Writing about growing up and becoming a fully formed person is what made this an interesting book to me. It is about a mad scientist and a witch, and their relationship. I thought the meeting of these two genres (fantasy and sci fi) and the fun ideas that came with it — the magic and the mad science — all that stuff is super interesting and adds a layer of fun stuff.

Charlie Jane Anders interview, All the Birds in the Sky via Recursor.tvThe challenge was to add emotion, to find the emotional story. This is a story of a relationship. It opened up a lot of emotional territory by making it about a friendship and the complicated territory between these two characters.

The story covers a lot of ground. Did you ever think about breaking it up into more than one novel?

I did think at one point of telling it as two different books and splitting it up that way. But I like having it in all one book and showing how things that happen in childhood affected these characters as adults, and the baggage that comes with them. I was taking the coming of age story and showing what happens after you come of age. You never stop coming of age; you never figure everything out. You have to keep understanding the same lessons. A lot of my favorite books — Dickens, Harry Potter, Doris Lessing — share that element of growing up.

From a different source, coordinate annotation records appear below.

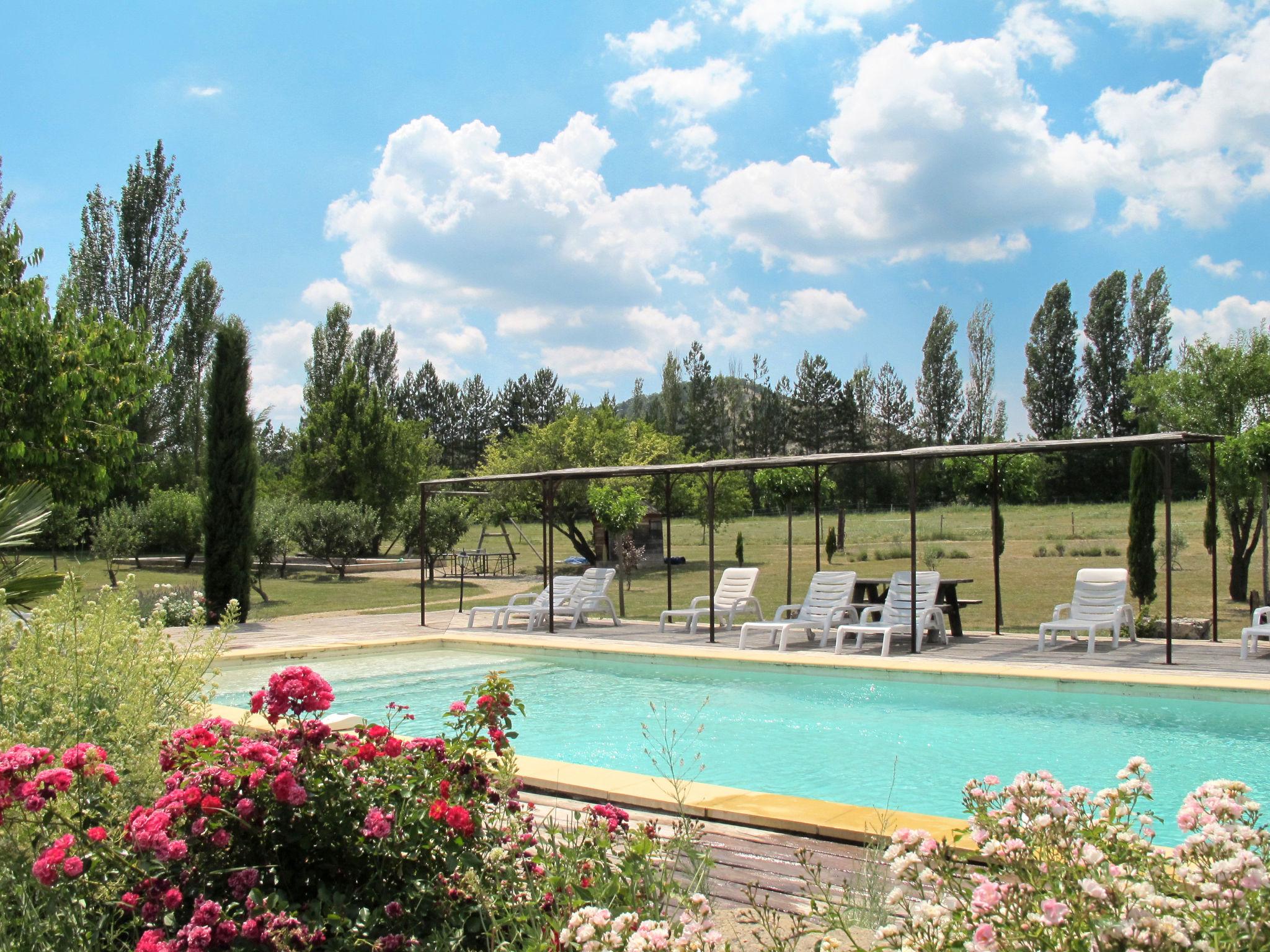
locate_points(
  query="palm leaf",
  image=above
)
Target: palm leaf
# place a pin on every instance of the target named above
(23, 511)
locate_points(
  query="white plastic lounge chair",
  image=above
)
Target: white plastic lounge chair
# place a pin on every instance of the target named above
(826, 604)
(1260, 628)
(893, 616)
(591, 594)
(734, 594)
(1096, 603)
(521, 602)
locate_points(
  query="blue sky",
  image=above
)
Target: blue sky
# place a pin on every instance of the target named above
(588, 186)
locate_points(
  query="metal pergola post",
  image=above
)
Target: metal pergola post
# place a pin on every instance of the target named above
(424, 557)
(670, 594)
(1212, 495)
(912, 557)
(815, 512)
(1169, 553)
(996, 553)
(710, 487)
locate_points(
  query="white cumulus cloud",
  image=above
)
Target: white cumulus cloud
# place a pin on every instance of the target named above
(936, 149)
(451, 224)
(1222, 320)
(687, 94)
(660, 37)
(780, 19)
(324, 293)
(1220, 270)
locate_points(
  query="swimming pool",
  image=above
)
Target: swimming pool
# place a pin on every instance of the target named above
(842, 734)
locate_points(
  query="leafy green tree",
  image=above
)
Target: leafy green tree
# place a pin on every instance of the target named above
(133, 250)
(117, 535)
(69, 386)
(275, 535)
(24, 509)
(939, 389)
(1141, 555)
(335, 532)
(1221, 389)
(1052, 390)
(1150, 324)
(579, 437)
(173, 522)
(817, 405)
(985, 416)
(619, 509)
(231, 472)
(1105, 359)
(190, 356)
(64, 530)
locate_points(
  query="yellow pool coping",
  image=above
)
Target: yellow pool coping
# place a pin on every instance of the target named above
(935, 669)
(775, 811)
(704, 801)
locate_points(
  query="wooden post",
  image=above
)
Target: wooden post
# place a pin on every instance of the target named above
(670, 603)
(815, 512)
(996, 555)
(424, 560)
(912, 557)
(1169, 553)
(710, 483)
(1212, 491)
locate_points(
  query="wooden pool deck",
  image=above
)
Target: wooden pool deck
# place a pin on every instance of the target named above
(1199, 658)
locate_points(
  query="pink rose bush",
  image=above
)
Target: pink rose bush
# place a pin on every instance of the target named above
(305, 838)
(1067, 868)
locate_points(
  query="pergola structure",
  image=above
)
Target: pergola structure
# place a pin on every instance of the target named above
(710, 471)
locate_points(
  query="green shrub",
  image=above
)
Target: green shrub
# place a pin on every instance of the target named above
(337, 532)
(117, 534)
(173, 522)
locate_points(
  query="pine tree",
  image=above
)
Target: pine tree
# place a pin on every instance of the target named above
(1141, 553)
(939, 389)
(190, 355)
(231, 471)
(333, 348)
(1106, 359)
(894, 409)
(817, 395)
(1050, 386)
(985, 418)
(1150, 324)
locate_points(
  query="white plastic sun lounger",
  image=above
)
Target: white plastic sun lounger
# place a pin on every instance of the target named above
(1096, 603)
(734, 594)
(893, 617)
(591, 594)
(826, 604)
(1260, 628)
(521, 602)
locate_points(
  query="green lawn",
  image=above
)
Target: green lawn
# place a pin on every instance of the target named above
(300, 593)
(1030, 586)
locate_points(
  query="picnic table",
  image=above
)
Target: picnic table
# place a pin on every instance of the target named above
(873, 592)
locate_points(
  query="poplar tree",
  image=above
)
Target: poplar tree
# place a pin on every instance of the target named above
(1050, 389)
(1106, 359)
(939, 389)
(231, 470)
(1150, 324)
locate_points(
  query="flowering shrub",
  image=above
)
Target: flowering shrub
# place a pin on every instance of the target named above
(1068, 868)
(303, 838)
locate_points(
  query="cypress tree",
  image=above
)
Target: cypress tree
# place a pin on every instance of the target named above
(231, 469)
(1143, 490)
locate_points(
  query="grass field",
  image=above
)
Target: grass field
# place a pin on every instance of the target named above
(878, 545)
(300, 593)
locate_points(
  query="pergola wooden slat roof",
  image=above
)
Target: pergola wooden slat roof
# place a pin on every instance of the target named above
(774, 462)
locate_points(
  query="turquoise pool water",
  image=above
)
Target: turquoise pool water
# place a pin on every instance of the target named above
(845, 736)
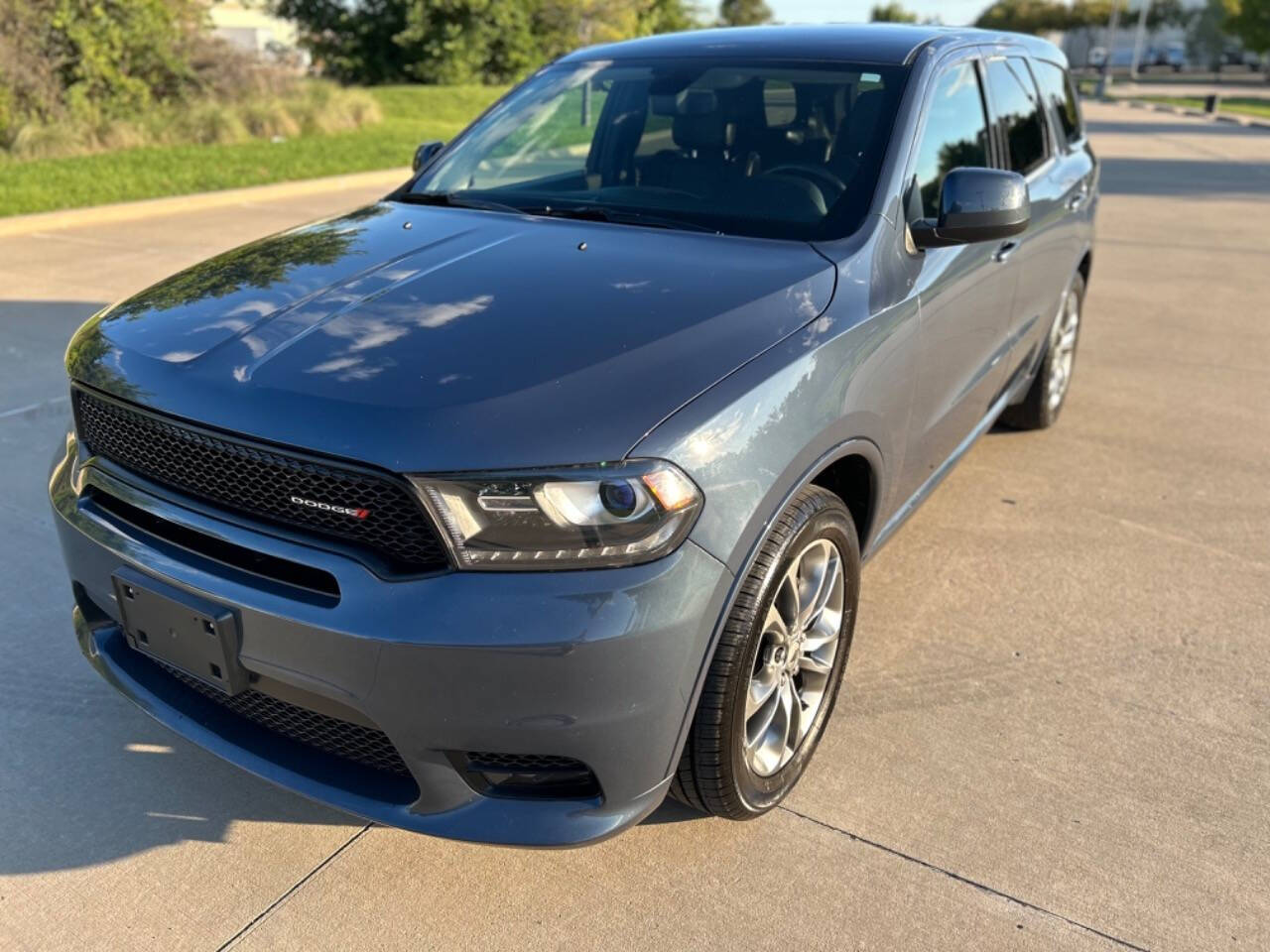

All the Birds in the Sky has been called cross-genre for blending elements of sci fi, fantasy, young adult, and mainstream. Was this your intent? How do you think about genre?

Originally, I thought of this book as a fun mashup with all the genre elements I could come up with — aliens, magical creatures, spell books , spaceships everything. But it got a little boring because all the elements didn’t have a chance to breathe. I realized that what makes those elements powerful is the world they exist in, and the background that makes them possible. So, I dialed things back and just kept what I needed to make the story stronger. I tried to balance the genre elements with the emotionally grounded stuff so you could imagine living in this world. That was what I was aiming for. I was interested in creating a real, grounded world that people would want to visit.

Were you making some parallels to the real world? It seemed like some of the story could be about tech companies, for example.

Young Frankenstein, Recursor.tv

Another famous mad scientist…

Laurence and his lab partners — that was definitely explicitly like a tech company. Originally I thought, what if they have a lair, and things are bubbling everywhere? Then I thought, no, if you had a mad scientist in 2016-17, they would be working in a loft and have investors and have young people in hipster clothes doing welding.

I wanted the witches to reflect bohemian San Francisco. The witches have strong principles they believe in, like balance with nature and using their powers responsibly I wanted them to feel real and feel like they had social cohesion, and I put a lot of time into the history of the witches —such as their schism in the past and [how they] had tried to repair that.